15 years – recently celebrated with a reissue – have passed since the release of an album that launched Lamb of God to the next level, after their first, underground releases and before ‘Redneck’ and ‘Sacrament’s success opened even more doors for them.

‘Ashes of the Wake’s 47 minutes truly are relentless. A precise, elaborated, personal sound, from perfectionist musicians. Chris Adler plays his ass off on this record, but the whole band is like a well-oiled machine. The record flows flawlessly, songs and riffs harmonically succeeding each other, and you’re left with a few key moments of barbarity and evilness: The last few seconds of ‘Now You’ve Got Something to Die for’, ‘Omerta’s introduction, the middle section in ‘Remorse is for the Dead’.

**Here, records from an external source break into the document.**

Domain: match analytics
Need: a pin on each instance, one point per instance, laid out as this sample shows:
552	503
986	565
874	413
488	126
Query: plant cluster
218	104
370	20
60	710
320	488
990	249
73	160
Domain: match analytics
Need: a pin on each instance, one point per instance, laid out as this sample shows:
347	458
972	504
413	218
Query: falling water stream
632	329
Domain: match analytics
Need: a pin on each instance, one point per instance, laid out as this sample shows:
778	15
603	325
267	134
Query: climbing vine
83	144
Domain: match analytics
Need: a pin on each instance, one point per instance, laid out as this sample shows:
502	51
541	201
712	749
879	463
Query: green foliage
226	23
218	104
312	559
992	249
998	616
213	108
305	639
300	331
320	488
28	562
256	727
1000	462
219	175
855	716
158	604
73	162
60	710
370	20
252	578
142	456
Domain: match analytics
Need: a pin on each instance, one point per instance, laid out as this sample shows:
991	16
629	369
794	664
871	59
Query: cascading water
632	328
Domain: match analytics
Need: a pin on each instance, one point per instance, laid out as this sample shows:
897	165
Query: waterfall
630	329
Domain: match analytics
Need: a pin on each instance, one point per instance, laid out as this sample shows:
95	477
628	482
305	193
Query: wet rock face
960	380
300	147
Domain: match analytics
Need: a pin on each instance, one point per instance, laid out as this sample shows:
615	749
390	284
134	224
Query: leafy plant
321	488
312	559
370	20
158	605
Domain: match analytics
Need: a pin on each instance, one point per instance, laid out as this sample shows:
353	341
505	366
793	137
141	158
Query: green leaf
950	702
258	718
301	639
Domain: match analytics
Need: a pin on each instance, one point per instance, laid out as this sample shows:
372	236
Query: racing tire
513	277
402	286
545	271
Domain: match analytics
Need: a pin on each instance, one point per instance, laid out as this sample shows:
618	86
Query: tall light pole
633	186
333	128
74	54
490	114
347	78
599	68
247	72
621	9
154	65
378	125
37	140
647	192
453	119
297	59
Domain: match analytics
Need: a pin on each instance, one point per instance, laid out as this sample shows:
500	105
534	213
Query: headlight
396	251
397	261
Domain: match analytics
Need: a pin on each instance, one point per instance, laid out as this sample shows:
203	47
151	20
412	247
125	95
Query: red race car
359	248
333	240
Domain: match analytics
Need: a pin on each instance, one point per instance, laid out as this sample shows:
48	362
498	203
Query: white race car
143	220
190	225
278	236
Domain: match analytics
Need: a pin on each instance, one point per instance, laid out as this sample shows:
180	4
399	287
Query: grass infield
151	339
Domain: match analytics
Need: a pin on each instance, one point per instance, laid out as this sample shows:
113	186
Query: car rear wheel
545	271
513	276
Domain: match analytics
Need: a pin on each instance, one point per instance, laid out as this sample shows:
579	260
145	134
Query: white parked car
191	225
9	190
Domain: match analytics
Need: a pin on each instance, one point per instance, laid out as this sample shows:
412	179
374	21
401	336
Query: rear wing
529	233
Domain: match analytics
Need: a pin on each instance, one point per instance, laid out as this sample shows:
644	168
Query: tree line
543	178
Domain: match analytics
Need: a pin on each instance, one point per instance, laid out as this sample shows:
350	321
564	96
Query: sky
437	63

Lyrically, as is the case with another great metal album of the 00s, ‘The Blackening’, ‘Ashes of the Wake’ is inspired by the war in Iraq, with songs like the title track, which includes excerpts of an interview with a marine coming home from war, ‘One Gun’, and ‘The Faded Line’, condemning the so-called ‘regime change wars’ attempted by the United States.

‘Ashes of the Wake’, although Lamb of God continue to steadily release great records, with a 90s Pantera-like consistency if I may say so, will always have a special place in their legacy.